Navya-Nyaya cannot be considered as formal logic in the sense of present times. It is an offshoot of the Nyaya system which was originally intended to be a comprehensive philosophy having an ontology of its own. The logical apparatus and the analysis of language developed by the Nyaya system were originally devised to lend support to this ontology. But the Nyaya techniques of drawing conclusions from given premises and the Nyaya way of analyzing language were borrowed by the other systems of Indian philosophy. This suggests that the Nyaya system has a formal core which is relatively, if not absolutely, independent of its ontological commitments and can be applied to entirely different contexts.

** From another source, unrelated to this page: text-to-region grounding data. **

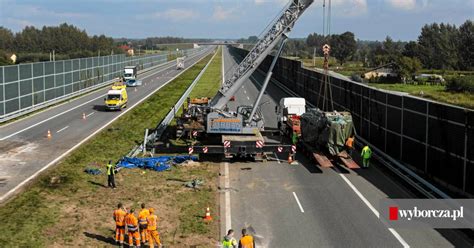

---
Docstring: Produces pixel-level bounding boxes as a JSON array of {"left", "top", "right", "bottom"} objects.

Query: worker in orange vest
[
  {"left": 238, "top": 228, "right": 255, "bottom": 248},
  {"left": 345, "top": 135, "right": 355, "bottom": 157},
  {"left": 125, "top": 208, "right": 141, "bottom": 247},
  {"left": 138, "top": 203, "right": 150, "bottom": 245},
  {"left": 147, "top": 208, "right": 162, "bottom": 248},
  {"left": 113, "top": 203, "right": 127, "bottom": 246}
]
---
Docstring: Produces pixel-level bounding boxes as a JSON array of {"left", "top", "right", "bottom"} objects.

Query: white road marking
[
  {"left": 224, "top": 162, "right": 231, "bottom": 232},
  {"left": 339, "top": 174, "right": 409, "bottom": 248},
  {"left": 86, "top": 112, "right": 95, "bottom": 117},
  {"left": 0, "top": 95, "right": 105, "bottom": 141},
  {"left": 246, "top": 96, "right": 250, "bottom": 100},
  {"left": 244, "top": 90, "right": 247, "bottom": 94},
  {"left": 0, "top": 49, "right": 211, "bottom": 203},
  {"left": 56, "top": 126, "right": 69, "bottom": 133},
  {"left": 292, "top": 192, "right": 305, "bottom": 213},
  {"left": 0, "top": 50, "right": 206, "bottom": 141}
]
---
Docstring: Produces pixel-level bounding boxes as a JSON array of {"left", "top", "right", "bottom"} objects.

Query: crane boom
[{"left": 209, "top": 0, "right": 314, "bottom": 109}]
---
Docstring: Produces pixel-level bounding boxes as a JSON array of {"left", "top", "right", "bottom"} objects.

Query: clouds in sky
[{"left": 386, "top": 0, "right": 417, "bottom": 10}]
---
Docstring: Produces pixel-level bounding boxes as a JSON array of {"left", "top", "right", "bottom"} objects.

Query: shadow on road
[
  {"left": 83, "top": 231, "right": 116, "bottom": 245},
  {"left": 92, "top": 105, "right": 109, "bottom": 112},
  {"left": 295, "top": 153, "right": 323, "bottom": 174}
]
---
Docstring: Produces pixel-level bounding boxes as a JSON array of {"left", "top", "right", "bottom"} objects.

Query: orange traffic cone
[
  {"left": 47, "top": 130, "right": 52, "bottom": 139},
  {"left": 203, "top": 206, "right": 212, "bottom": 221},
  {"left": 288, "top": 154, "right": 293, "bottom": 164},
  {"left": 82, "top": 112, "right": 86, "bottom": 120}
]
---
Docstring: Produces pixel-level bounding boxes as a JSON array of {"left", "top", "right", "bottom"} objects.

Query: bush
[
  {"left": 446, "top": 76, "right": 474, "bottom": 93},
  {"left": 351, "top": 73, "right": 363, "bottom": 82},
  {"left": 368, "top": 75, "right": 401, "bottom": 84}
]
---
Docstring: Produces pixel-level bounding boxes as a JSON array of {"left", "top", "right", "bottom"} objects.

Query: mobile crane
[{"left": 172, "top": 0, "right": 314, "bottom": 159}]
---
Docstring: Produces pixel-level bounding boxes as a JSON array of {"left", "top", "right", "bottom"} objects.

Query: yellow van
[{"left": 105, "top": 88, "right": 128, "bottom": 111}]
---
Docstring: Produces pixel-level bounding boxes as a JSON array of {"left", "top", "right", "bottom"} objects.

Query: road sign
[
  {"left": 291, "top": 145, "right": 296, "bottom": 153},
  {"left": 223, "top": 140, "right": 231, "bottom": 148},
  {"left": 188, "top": 147, "right": 193, "bottom": 154},
  {"left": 192, "top": 130, "right": 198, "bottom": 137},
  {"left": 277, "top": 146, "right": 283, "bottom": 153},
  {"left": 203, "top": 147, "right": 208, "bottom": 153},
  {"left": 256, "top": 140, "right": 264, "bottom": 148}
]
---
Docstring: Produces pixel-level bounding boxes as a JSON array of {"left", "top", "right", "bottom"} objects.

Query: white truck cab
[
  {"left": 276, "top": 97, "right": 306, "bottom": 122},
  {"left": 123, "top": 66, "right": 137, "bottom": 80}
]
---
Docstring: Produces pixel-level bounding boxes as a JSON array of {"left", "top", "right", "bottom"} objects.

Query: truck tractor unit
[
  {"left": 176, "top": 57, "right": 185, "bottom": 70},
  {"left": 123, "top": 65, "right": 138, "bottom": 80}
]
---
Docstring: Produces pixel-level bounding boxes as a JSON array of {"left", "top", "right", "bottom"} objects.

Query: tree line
[
  {"left": 0, "top": 23, "right": 125, "bottom": 65},
  {"left": 237, "top": 19, "right": 473, "bottom": 72}
]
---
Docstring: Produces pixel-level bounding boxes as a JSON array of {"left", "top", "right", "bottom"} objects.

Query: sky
[{"left": 0, "top": 0, "right": 472, "bottom": 41}]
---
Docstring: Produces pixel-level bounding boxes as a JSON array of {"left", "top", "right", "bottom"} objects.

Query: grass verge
[
  {"left": 0, "top": 50, "right": 220, "bottom": 247},
  {"left": 369, "top": 83, "right": 474, "bottom": 109}
]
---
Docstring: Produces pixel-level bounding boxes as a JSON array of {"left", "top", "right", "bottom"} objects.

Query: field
[
  {"left": 369, "top": 83, "right": 474, "bottom": 109},
  {"left": 0, "top": 50, "right": 222, "bottom": 247},
  {"left": 300, "top": 58, "right": 365, "bottom": 76}
]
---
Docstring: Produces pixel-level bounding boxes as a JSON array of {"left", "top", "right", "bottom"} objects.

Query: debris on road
[
  {"left": 184, "top": 179, "right": 204, "bottom": 189},
  {"left": 84, "top": 168, "right": 102, "bottom": 175}
]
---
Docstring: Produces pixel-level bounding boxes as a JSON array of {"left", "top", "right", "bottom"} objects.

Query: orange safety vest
[
  {"left": 138, "top": 208, "right": 150, "bottom": 226},
  {"left": 345, "top": 137, "right": 354, "bottom": 148},
  {"left": 113, "top": 208, "right": 127, "bottom": 226},
  {"left": 147, "top": 214, "right": 158, "bottom": 231},
  {"left": 239, "top": 235, "right": 254, "bottom": 248},
  {"left": 125, "top": 213, "right": 139, "bottom": 232}
]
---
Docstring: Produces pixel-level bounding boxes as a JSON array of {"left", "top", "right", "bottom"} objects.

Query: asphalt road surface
[
  {"left": 221, "top": 46, "right": 473, "bottom": 248},
  {"left": 0, "top": 46, "right": 214, "bottom": 202}
]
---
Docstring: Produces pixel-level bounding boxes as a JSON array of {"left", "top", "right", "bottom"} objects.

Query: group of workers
[
  {"left": 113, "top": 203, "right": 162, "bottom": 248},
  {"left": 345, "top": 135, "right": 372, "bottom": 168},
  {"left": 222, "top": 229, "right": 256, "bottom": 248}
]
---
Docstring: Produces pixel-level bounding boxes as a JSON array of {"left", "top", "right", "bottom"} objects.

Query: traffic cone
[
  {"left": 47, "top": 130, "right": 52, "bottom": 139},
  {"left": 288, "top": 154, "right": 293, "bottom": 164},
  {"left": 82, "top": 112, "right": 86, "bottom": 120},
  {"left": 203, "top": 206, "right": 212, "bottom": 221}
]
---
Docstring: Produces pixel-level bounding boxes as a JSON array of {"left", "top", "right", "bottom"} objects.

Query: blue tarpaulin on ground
[{"left": 117, "top": 155, "right": 197, "bottom": 172}]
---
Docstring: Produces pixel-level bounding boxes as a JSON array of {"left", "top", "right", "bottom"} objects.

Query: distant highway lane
[
  {"left": 222, "top": 46, "right": 471, "bottom": 248},
  {"left": 0, "top": 46, "right": 214, "bottom": 202}
]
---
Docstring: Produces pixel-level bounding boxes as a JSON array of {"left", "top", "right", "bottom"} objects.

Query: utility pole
[{"left": 313, "top": 47, "right": 316, "bottom": 67}]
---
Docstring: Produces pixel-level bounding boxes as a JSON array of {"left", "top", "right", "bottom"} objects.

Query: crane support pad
[
  {"left": 313, "top": 151, "right": 334, "bottom": 168},
  {"left": 337, "top": 151, "right": 360, "bottom": 169}
]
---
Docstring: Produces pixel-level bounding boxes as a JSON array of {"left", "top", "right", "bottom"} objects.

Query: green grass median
[{"left": 0, "top": 50, "right": 221, "bottom": 247}]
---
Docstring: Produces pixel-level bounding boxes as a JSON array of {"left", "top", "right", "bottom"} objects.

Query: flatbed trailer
[{"left": 299, "top": 141, "right": 360, "bottom": 169}]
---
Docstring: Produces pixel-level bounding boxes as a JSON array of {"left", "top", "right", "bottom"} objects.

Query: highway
[
  {"left": 221, "top": 46, "right": 472, "bottom": 247},
  {"left": 0, "top": 47, "right": 214, "bottom": 202}
]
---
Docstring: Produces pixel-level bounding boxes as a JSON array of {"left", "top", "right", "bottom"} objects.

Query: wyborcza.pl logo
[{"left": 379, "top": 199, "right": 474, "bottom": 228}]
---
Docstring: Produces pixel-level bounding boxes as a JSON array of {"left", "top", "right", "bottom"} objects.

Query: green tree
[
  {"left": 395, "top": 56, "right": 422, "bottom": 82},
  {"left": 418, "top": 23, "right": 459, "bottom": 69},
  {"left": 330, "top": 31, "right": 357, "bottom": 65},
  {"left": 0, "top": 27, "right": 14, "bottom": 51},
  {"left": 458, "top": 20, "right": 473, "bottom": 70},
  {"left": 402, "top": 41, "right": 419, "bottom": 58}
]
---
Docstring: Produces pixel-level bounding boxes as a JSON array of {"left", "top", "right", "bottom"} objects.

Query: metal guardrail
[{"left": 127, "top": 47, "right": 217, "bottom": 157}]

The system of Navya-Nyaya includes elements of both deductive and inductive logics, it was seriously concerned with the issue of empirical generalization and was concerned not only with the end-products of reasoning but also with the process of human reasoning.

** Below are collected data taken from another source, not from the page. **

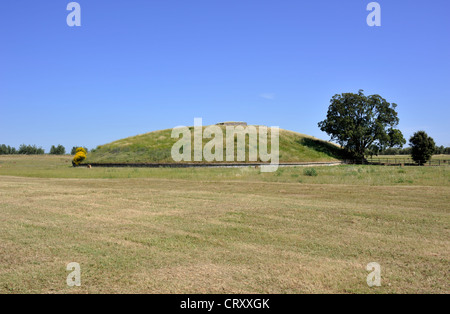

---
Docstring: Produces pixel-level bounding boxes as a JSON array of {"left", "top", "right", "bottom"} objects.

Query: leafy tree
[
  {"left": 318, "top": 90, "right": 406, "bottom": 159},
  {"left": 58, "top": 145, "right": 66, "bottom": 155},
  {"left": 409, "top": 131, "right": 436, "bottom": 165},
  {"left": 1, "top": 145, "right": 24, "bottom": 155},
  {"left": 18, "top": 144, "right": 45, "bottom": 155},
  {"left": 50, "top": 145, "right": 66, "bottom": 155},
  {"left": 435, "top": 145, "right": 445, "bottom": 154},
  {"left": 1, "top": 145, "right": 14, "bottom": 155}
]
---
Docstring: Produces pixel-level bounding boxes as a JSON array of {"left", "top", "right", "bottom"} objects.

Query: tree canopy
[
  {"left": 49, "top": 145, "right": 66, "bottom": 155},
  {"left": 17, "top": 144, "right": 45, "bottom": 155},
  {"left": 0, "top": 145, "right": 17, "bottom": 155},
  {"left": 409, "top": 131, "right": 436, "bottom": 165},
  {"left": 318, "top": 90, "right": 406, "bottom": 159}
]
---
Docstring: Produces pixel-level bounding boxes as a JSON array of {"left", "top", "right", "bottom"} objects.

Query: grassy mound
[{"left": 87, "top": 126, "right": 343, "bottom": 163}]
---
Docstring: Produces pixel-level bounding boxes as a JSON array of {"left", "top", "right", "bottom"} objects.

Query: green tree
[
  {"left": 18, "top": 144, "right": 45, "bottom": 155},
  {"left": 435, "top": 145, "right": 445, "bottom": 154},
  {"left": 409, "top": 131, "right": 436, "bottom": 165},
  {"left": 2, "top": 145, "right": 15, "bottom": 154},
  {"left": 318, "top": 90, "right": 406, "bottom": 159},
  {"left": 50, "top": 145, "right": 66, "bottom": 155}
]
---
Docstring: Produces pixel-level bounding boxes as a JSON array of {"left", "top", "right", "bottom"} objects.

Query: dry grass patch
[{"left": 0, "top": 174, "right": 448, "bottom": 294}]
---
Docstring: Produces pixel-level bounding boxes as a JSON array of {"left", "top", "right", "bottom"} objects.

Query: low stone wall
[
  {"left": 77, "top": 161, "right": 344, "bottom": 168},
  {"left": 216, "top": 122, "right": 248, "bottom": 126}
]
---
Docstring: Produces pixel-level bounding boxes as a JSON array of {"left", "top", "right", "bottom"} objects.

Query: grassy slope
[
  {"left": 87, "top": 127, "right": 343, "bottom": 163},
  {"left": 0, "top": 156, "right": 449, "bottom": 294}
]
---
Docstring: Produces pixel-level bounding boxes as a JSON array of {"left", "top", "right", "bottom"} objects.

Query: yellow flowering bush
[
  {"left": 72, "top": 148, "right": 87, "bottom": 166},
  {"left": 76, "top": 147, "right": 87, "bottom": 155}
]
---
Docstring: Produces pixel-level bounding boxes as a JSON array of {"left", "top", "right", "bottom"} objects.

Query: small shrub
[
  {"left": 303, "top": 168, "right": 318, "bottom": 177},
  {"left": 72, "top": 147, "right": 87, "bottom": 166}
]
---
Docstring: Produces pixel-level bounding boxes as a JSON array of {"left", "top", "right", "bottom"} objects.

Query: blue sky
[{"left": 1, "top": 0, "right": 449, "bottom": 151}]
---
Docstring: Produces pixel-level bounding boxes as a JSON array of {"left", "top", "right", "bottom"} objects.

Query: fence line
[{"left": 348, "top": 158, "right": 450, "bottom": 166}]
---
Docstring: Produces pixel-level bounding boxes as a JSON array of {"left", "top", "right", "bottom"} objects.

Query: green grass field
[{"left": 0, "top": 155, "right": 449, "bottom": 294}]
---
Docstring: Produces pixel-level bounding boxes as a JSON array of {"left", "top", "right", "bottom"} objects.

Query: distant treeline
[
  {"left": 380, "top": 146, "right": 450, "bottom": 155},
  {"left": 0, "top": 144, "right": 89, "bottom": 155},
  {"left": 0, "top": 144, "right": 45, "bottom": 155}
]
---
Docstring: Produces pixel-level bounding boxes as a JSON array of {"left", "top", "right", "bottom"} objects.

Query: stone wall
[{"left": 216, "top": 122, "right": 248, "bottom": 126}]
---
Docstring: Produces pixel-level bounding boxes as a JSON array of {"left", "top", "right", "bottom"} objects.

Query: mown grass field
[{"left": 0, "top": 155, "right": 449, "bottom": 294}]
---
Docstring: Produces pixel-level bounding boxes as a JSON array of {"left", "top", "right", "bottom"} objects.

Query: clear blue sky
[{"left": 1, "top": 0, "right": 449, "bottom": 151}]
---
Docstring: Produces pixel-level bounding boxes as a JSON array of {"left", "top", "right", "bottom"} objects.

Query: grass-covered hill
[{"left": 87, "top": 126, "right": 343, "bottom": 163}]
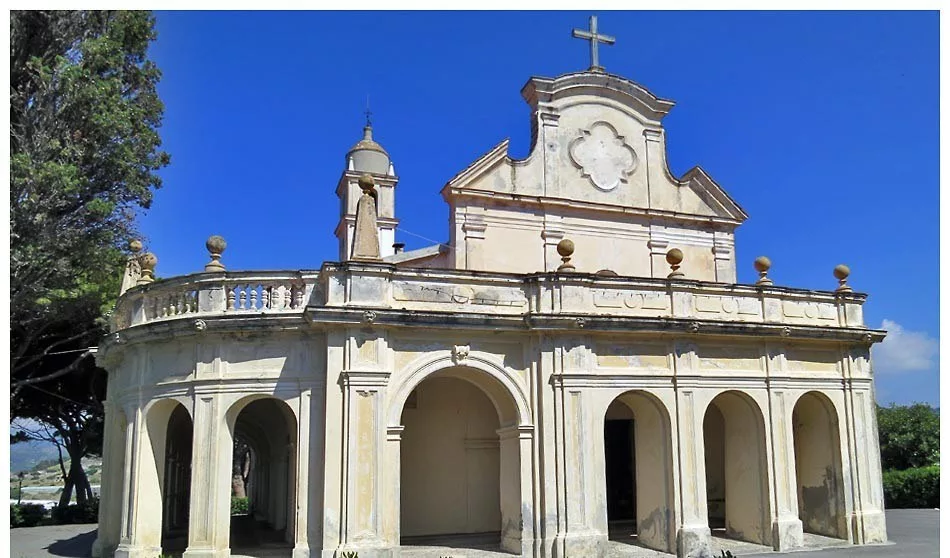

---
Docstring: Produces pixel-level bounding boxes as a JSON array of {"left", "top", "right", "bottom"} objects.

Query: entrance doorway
[
  {"left": 604, "top": 405, "right": 635, "bottom": 523},
  {"left": 601, "top": 392, "right": 675, "bottom": 554}
]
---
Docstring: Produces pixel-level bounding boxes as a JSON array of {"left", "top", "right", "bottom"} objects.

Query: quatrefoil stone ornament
[{"left": 569, "top": 121, "right": 638, "bottom": 192}]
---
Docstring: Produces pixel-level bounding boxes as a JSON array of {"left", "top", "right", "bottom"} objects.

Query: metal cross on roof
[
  {"left": 572, "top": 15, "right": 615, "bottom": 73},
  {"left": 364, "top": 95, "right": 373, "bottom": 127}
]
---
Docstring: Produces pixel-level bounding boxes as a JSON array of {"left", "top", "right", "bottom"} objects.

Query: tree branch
[{"left": 12, "top": 349, "right": 93, "bottom": 396}]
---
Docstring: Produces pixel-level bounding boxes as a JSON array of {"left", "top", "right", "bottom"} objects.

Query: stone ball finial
[
  {"left": 834, "top": 264, "right": 852, "bottom": 292},
  {"left": 556, "top": 239, "right": 576, "bottom": 272},
  {"left": 205, "top": 235, "right": 227, "bottom": 272},
  {"left": 754, "top": 256, "right": 773, "bottom": 286},
  {"left": 358, "top": 173, "right": 376, "bottom": 193},
  {"left": 136, "top": 252, "right": 157, "bottom": 285},
  {"left": 128, "top": 239, "right": 143, "bottom": 254},
  {"left": 666, "top": 248, "right": 685, "bottom": 279}
]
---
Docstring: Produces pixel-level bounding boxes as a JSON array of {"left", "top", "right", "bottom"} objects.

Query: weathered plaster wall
[{"left": 400, "top": 376, "right": 502, "bottom": 537}]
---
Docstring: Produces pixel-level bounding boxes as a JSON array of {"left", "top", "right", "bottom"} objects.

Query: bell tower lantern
[{"left": 335, "top": 119, "right": 399, "bottom": 260}]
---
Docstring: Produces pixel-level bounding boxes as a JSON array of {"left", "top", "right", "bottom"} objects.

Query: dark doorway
[
  {"left": 161, "top": 404, "right": 193, "bottom": 552},
  {"left": 604, "top": 418, "right": 636, "bottom": 522}
]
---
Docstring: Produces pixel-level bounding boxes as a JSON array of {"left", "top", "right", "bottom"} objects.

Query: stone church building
[{"left": 93, "top": 18, "right": 888, "bottom": 558}]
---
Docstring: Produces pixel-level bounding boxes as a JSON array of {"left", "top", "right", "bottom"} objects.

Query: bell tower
[{"left": 335, "top": 117, "right": 399, "bottom": 260}]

There have been several attempts to understand Navya-Nyaya in modern terms, for example in terms of First-order Predicate Logic or Graph Theory, and at the same time short-comings of these approaches have also been pointed out.

In what sense, then, the term 'logic' may be applied to such an Indian system of philosophy? Bimal Krishna Matilal, to whose memory this conference is dedicated, a pioneer in this field of research, answered thus, " 'Logic' I shall here understand to be the systematic study of informal inference-patterns, the rules of debate, the identification of sound inference vis-à-vis sophistical arguments, and similar topics" (Introducing Indian Logic, in Indian Logic: A Reader ed. Jonardan Ganeri, Curzon Press, 2001, p.183). The main objective of his studying an ancient Indian system such as Navya-Nyaya was to explain its significance and relevance to modern discussions in the area called "philosophical logic". Issues in philosophical logic like those of ontological commitments, existence and truth are also addressed by Navya-Nyaya. This opens up the possibility of an interface between the approaches and conclusions of the different traditions.

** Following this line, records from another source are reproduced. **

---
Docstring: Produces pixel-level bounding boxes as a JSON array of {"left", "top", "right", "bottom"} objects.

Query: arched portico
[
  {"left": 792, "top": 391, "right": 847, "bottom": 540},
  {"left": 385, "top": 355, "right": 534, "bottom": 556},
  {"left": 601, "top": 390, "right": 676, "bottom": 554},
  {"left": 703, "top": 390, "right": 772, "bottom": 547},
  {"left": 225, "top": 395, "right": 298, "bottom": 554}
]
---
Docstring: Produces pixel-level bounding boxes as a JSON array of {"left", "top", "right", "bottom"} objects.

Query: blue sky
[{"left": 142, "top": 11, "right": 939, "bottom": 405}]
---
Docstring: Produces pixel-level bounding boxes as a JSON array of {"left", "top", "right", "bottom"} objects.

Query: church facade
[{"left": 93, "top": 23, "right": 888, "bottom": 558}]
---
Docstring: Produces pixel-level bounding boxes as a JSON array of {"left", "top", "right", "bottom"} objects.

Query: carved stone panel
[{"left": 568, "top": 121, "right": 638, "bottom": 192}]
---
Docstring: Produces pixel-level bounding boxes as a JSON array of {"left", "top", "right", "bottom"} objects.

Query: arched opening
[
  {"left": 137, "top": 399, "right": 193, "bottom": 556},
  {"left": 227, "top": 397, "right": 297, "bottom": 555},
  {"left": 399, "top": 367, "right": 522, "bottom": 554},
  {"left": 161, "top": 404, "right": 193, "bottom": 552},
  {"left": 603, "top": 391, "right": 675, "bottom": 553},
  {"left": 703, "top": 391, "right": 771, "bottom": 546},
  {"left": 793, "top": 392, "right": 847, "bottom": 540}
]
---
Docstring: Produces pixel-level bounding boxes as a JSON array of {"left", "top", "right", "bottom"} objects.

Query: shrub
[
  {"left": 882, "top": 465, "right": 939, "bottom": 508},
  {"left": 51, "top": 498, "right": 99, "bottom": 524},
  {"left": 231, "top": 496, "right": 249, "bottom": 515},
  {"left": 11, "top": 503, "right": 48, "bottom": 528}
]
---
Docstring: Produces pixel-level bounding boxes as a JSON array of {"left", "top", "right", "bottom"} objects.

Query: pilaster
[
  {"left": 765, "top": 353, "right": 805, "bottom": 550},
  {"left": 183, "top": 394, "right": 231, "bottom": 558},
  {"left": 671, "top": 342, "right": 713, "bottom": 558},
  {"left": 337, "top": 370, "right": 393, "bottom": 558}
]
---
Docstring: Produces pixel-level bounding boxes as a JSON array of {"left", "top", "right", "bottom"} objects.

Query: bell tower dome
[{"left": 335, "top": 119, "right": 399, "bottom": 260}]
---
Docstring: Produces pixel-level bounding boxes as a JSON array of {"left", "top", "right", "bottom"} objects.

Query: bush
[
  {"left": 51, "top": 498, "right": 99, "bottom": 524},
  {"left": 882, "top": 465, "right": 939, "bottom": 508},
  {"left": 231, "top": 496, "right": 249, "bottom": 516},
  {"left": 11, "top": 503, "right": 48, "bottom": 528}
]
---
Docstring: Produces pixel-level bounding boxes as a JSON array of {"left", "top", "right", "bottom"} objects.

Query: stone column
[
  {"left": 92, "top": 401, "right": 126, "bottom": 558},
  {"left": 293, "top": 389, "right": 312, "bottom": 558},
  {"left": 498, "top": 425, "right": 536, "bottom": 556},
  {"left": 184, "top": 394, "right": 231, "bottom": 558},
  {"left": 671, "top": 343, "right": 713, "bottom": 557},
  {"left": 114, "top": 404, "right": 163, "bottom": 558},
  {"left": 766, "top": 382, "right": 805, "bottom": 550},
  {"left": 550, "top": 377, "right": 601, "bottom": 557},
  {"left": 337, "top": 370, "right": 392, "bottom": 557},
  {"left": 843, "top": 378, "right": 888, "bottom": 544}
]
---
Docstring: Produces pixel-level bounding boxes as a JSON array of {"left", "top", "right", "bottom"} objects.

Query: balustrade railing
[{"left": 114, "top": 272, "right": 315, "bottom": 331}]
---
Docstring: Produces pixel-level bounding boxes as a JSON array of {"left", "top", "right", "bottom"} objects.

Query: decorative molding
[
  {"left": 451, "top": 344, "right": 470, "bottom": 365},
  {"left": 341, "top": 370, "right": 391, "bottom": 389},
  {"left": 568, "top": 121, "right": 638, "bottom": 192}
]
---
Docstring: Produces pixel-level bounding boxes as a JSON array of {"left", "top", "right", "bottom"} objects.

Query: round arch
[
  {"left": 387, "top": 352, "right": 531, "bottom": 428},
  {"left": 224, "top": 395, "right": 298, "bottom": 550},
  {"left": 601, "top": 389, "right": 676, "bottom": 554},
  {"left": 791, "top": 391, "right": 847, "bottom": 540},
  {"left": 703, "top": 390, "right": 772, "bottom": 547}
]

This conference is homage to Bimal Krishna Matilal who was one of the few thinkers who devoted major part of his philosophical career to initiating meaningful dialogues between the philosophical traditions of the East and the West.

One of the immediate occasions of holding this conference is the fifteenth commemoration of the untimely demise in 1991 of Bimal Krishna Matilal. The other immediate occasion is to hold a conference as a sequel of the First Indian Conference On Logic And Its Relationship With Other Disciplines from January 8 to 13, 2005 at the Indian Institute of Technology, Bombay. The conference devoted itself to modern as well as ancient Indian logics. It was an extremely successful International Conference in which it was proposed that the next one be held in Kolkata in 2007 and a logic school be held in between. Accordingly, an International winter school in logic was organized in January, 2006, at the same venue. Holding this conference in its conformity with the proposal taken at Bombay perfectly fits in achieving both the above mentioned objectives.

The present conference will address the following topics and related issues in a balanced manner:

  •  Navya-Nyaya and other Indian systems of logic and their relevance to modern times;
  •  Systems of formal logic;
  •  Issues in philosophical logic;
  •  Interface of modern and ancient Indian systems of logic;
  •  Applications of logic in various disciplines like philosophy, mathema.tics, computer science, information technology, methods in human reasoning (common sense reasoning, mental model theory relating reasoning and usability, resource implication such as use of working memory etc.); cognitive science and others
  •  Applications of Indian logic to information technology, formal semantics and linguistics.
  •  Any other topic relevant to the theme of the conference.